James Andrew Corcoran (b. March 31, 1820, Charleston, South Carolina - d. July 16, 1889, Philadelphia, Pennsylvania) was the editor of the United States Catholic Miscellany, the first distinctively Catholic literary periodical published in the United States and the theologian for the bishops of the United States in the First Vatican Council. He authored "the Spalding formula", an attempted compromise during the First Vatican Council on the doctrine of papal infallibility. At the age of 14 he was sent to the College of Propaganda, Rome, where was ordained a priest on 21 December 1842. He was the first person native to the Carolinas who received priestly orders. He remained a year longer in Rome to complete his studies and was made doctor in sacred theology.

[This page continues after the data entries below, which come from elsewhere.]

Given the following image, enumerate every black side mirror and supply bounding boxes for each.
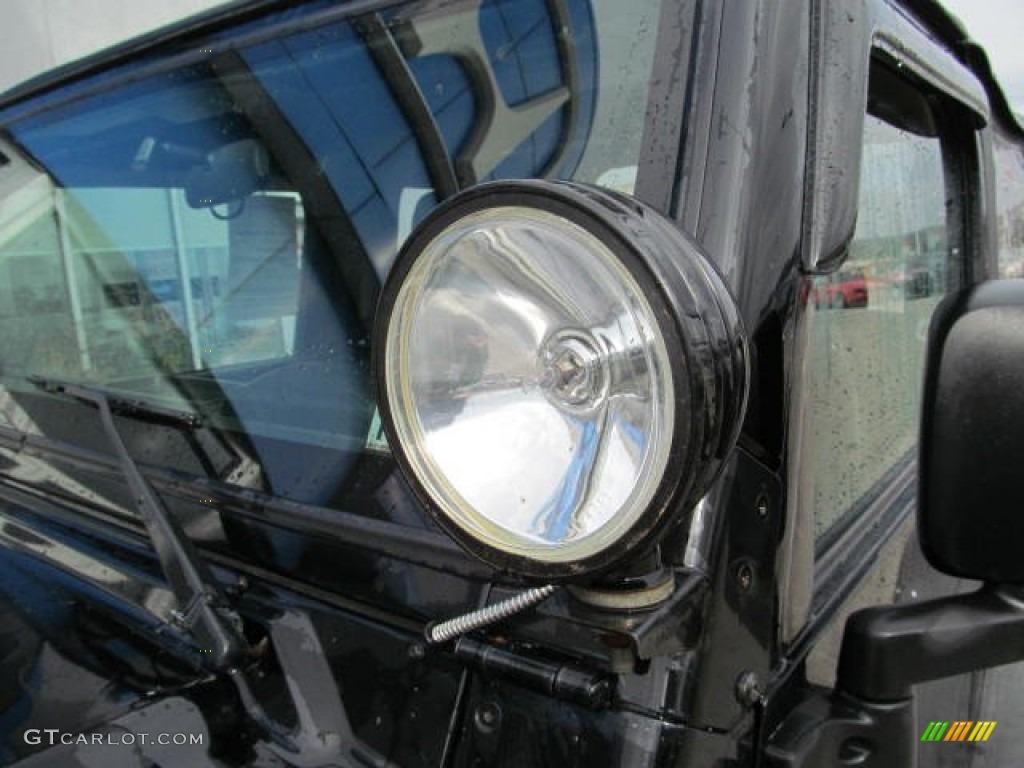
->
[918,280,1024,584]
[769,280,1024,768]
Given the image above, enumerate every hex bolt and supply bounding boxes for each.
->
[473,701,502,733]
[735,671,765,709]
[757,496,768,520]
[736,562,754,592]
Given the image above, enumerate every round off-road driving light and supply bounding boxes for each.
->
[375,181,748,579]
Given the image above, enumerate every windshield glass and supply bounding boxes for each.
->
[0,0,660,520]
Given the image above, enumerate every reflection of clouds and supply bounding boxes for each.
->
[427,390,646,543]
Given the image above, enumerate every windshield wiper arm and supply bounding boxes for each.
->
[31,377,249,672]
[30,377,395,768]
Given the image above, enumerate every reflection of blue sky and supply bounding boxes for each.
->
[943,0,1024,113]
[530,415,603,542]
[419,389,643,541]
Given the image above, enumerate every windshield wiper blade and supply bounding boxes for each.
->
[30,377,396,768]
[31,377,249,672]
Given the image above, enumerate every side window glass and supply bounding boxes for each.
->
[993,134,1024,278]
[800,67,959,552]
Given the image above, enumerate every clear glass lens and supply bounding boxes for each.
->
[386,207,674,562]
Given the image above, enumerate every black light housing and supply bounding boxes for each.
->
[374,181,749,581]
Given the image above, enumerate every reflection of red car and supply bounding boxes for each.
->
[811,269,867,308]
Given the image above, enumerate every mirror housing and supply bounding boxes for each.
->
[918,280,1024,585]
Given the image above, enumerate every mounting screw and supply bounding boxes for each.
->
[736,672,765,709]
[473,701,502,733]
[756,495,768,520]
[736,562,754,592]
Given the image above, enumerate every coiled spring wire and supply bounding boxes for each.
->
[423,584,558,644]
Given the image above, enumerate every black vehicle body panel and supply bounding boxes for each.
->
[0,0,1020,767]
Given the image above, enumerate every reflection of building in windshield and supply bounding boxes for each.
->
[0,0,660,512]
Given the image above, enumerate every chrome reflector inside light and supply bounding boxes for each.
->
[377,182,745,577]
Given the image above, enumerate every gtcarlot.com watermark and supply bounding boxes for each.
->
[25,728,204,746]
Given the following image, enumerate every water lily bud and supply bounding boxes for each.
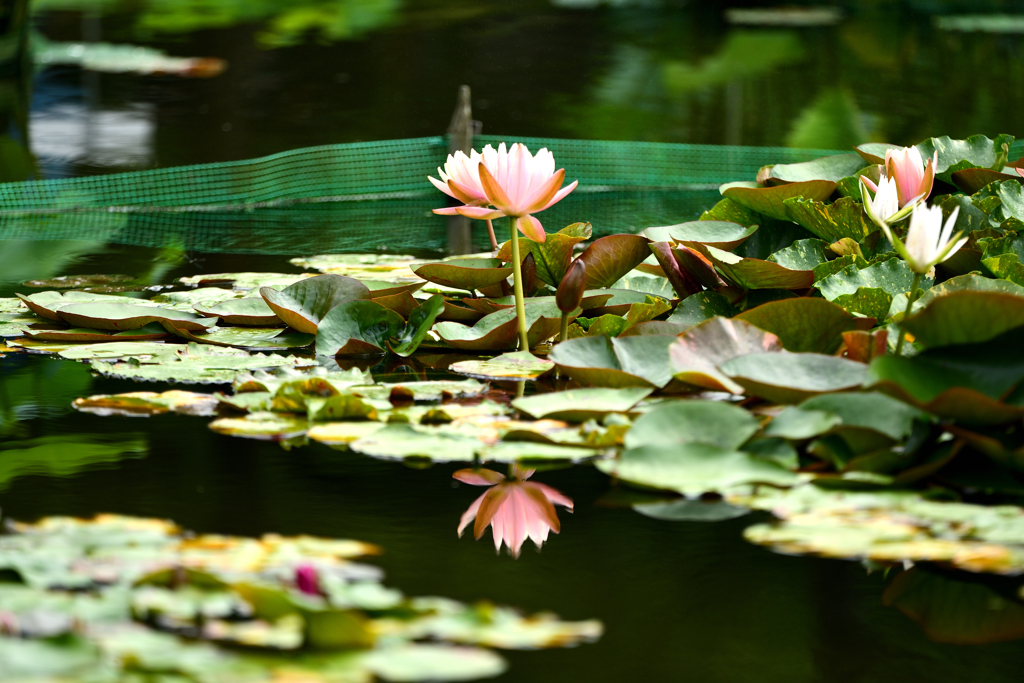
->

He learned to read the literatures and dialects of Western and Northern Europe, and spoke Latin fluently, as can be seen in the text of the Second of the Plenary Councils of Baltimore. In addition, he was a profound Semitic scholar, with a special predilection for Syriac. On the death of Bishop John England in 1842 he was recalled to Charleston, where he taught in the seminary, doing parochial work in the meantime, and in conjunction with Dr. Lynch edited the United States Catholic Miscellany. His position as a Catholic editor involved him in many controversies, one being on the life and teachings of Martin Luther, for which Corcoran procured from Europe an abundance of Lutherana. He had made great headway with the preparation of a life of Luther, when in 1861 his manuscript and library were destroyed by fire.

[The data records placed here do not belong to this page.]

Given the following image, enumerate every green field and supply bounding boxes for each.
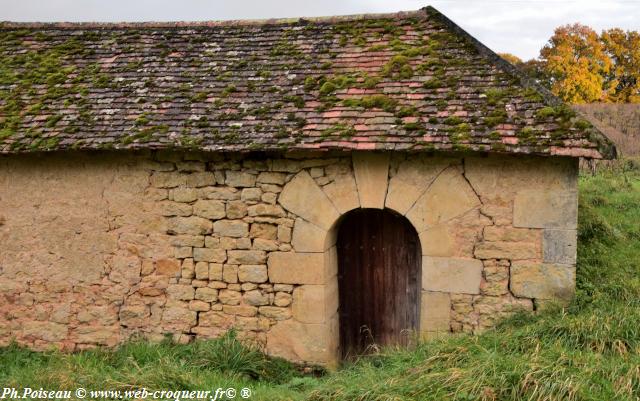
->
[0,162,640,401]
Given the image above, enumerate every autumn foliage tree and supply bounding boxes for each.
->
[540,24,612,103]
[510,24,640,103]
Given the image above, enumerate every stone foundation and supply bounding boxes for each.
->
[0,152,577,364]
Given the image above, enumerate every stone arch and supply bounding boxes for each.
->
[268,152,482,364]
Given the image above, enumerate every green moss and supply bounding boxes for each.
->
[220,84,238,97]
[191,92,209,103]
[396,106,418,118]
[536,106,556,120]
[484,109,507,128]
[380,55,413,79]
[282,95,304,109]
[489,131,502,141]
[422,78,443,89]
[484,88,507,105]
[367,44,388,52]
[444,116,462,125]
[342,95,398,113]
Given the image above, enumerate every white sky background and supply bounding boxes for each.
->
[0,0,640,59]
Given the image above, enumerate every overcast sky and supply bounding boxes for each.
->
[0,0,640,59]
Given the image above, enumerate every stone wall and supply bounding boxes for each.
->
[0,152,577,363]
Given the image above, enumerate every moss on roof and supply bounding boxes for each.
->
[0,8,615,158]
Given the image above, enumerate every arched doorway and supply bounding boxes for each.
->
[337,209,421,358]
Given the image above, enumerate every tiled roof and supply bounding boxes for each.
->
[0,7,615,158]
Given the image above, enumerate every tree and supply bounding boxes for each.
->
[540,24,612,103]
[498,53,522,66]
[601,28,640,103]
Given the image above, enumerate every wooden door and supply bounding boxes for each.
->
[338,209,421,358]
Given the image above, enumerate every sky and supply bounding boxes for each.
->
[0,0,640,59]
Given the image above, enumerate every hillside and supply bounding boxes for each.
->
[0,161,640,401]
[573,103,640,157]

During the American Civil War his sympathies were with the South, and the end of the struggle found him rector of a parish in Wilmington, North Carolina, where he stayed during an epidemic of cholera which decimated his congregation. He was made secretary to the Provincial Councils of Baltimore of 1855 and 1858; also secretary in chief at the Second Plenary Council of 1866. He was one of the editors of the complete works of Bishop England.